Ce modèle de changements d’activation cérébrale – une augmentation initiale spectaculaire pendant la phase d’apprentissage et un déclin lorsque la nouvelle langue est acquise et consolidée avec succès – peut donner aux experts en neurobiologie du langage un outil biométrique pour évaluer les programmes pour les apprenants de langues ou potentiellement pour les personnes qui retrouvent des compétences linguistiques perdues après un accident vasculaire cérébral ou une autre lésion cérébrale.
«À l’avenir, nous pourrons mesurer les activations cérébrales pour comparer objectivement différentes méthodes pour apprendre une langue et sélectionner une technique plus efficace», a déclaré Sakai.
Jusqu’à ce qu’une méthode idéale puisse être identifiée, les chercheurs d’UTokyo recommandent d’acquérir une langue dans un environnement naturel de type immersion comme étudier à l’étranger, ou de toute manière qui active simultanément les quatre régions linguistiques du cerveau.
Ce schéma d’activation cérébrale au fil du temps dans le cerveau de volontaires individuels reflète les résultats de recherches antérieures (voir Figure 3E dans Science DOI: 10.1126 / science.1113530) où Sakai et ses collaborateurs ont travaillé avec des enfants de 13 et 19 ans de langue japonaise. qui a appris l’anglais dans les leçons standard de l’école publique de Tokyo.

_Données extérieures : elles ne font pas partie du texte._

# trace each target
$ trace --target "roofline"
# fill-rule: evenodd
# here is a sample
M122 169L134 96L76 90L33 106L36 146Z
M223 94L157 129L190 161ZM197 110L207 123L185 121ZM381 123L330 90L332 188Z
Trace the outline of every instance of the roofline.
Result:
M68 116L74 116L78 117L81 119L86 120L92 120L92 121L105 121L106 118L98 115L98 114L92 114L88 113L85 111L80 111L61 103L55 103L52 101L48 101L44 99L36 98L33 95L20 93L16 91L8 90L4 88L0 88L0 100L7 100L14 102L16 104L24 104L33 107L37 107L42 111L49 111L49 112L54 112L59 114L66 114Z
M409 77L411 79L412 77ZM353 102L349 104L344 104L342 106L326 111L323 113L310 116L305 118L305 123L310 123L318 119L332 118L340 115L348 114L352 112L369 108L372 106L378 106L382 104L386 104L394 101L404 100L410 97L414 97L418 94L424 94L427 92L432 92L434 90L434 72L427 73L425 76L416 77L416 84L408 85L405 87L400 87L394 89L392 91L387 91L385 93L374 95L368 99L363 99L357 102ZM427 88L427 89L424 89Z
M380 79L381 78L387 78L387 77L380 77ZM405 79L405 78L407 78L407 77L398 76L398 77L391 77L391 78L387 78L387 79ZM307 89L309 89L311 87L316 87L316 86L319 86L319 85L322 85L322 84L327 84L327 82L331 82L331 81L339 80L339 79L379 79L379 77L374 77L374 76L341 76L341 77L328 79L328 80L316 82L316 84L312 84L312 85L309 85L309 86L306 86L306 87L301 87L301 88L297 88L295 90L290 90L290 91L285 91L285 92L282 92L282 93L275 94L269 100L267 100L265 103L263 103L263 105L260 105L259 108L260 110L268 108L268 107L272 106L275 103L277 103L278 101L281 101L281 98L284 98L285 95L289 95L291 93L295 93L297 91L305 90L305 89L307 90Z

Six ans d’études semblaient permettre aux jeunes de 19 ans de comprendre suffisamment bien la langue seconde pour que les niveaux d’activation cérébrale soient réduits à des niveaux similaires à ceux de leur langue maternelle.
L’étude récente a confirmé ce même schéma de changements d’activation cérébrale en quelques mois, et non en quelques années, ce qui pourrait encourager quiconque cherche à apprendre une nouvelle langue à l’âge adulte.
«Nous avons tous le même cerveau humain, il nous est donc possible d’apprendre n’importe quel langage naturel. Nous devrions essayer d’échanger des idées dans plusieurs langues pour développer de meilleures compétences en communication, mais aussi pour mieux comprendre le monde – pour élargir notre vision des autres les gens et à propos de la société future », a déclaré Sakai.
La source:
Référence du journal:
Sakai, KL, et al. (2021) Modifications de l’activation cérébrale dépendant de la modalité induites par l’acquisition d’une langue seconde à l’étranger. Frontières en neurosciences comportementales. doi.org/10.3389/fnbeh.2021.631957.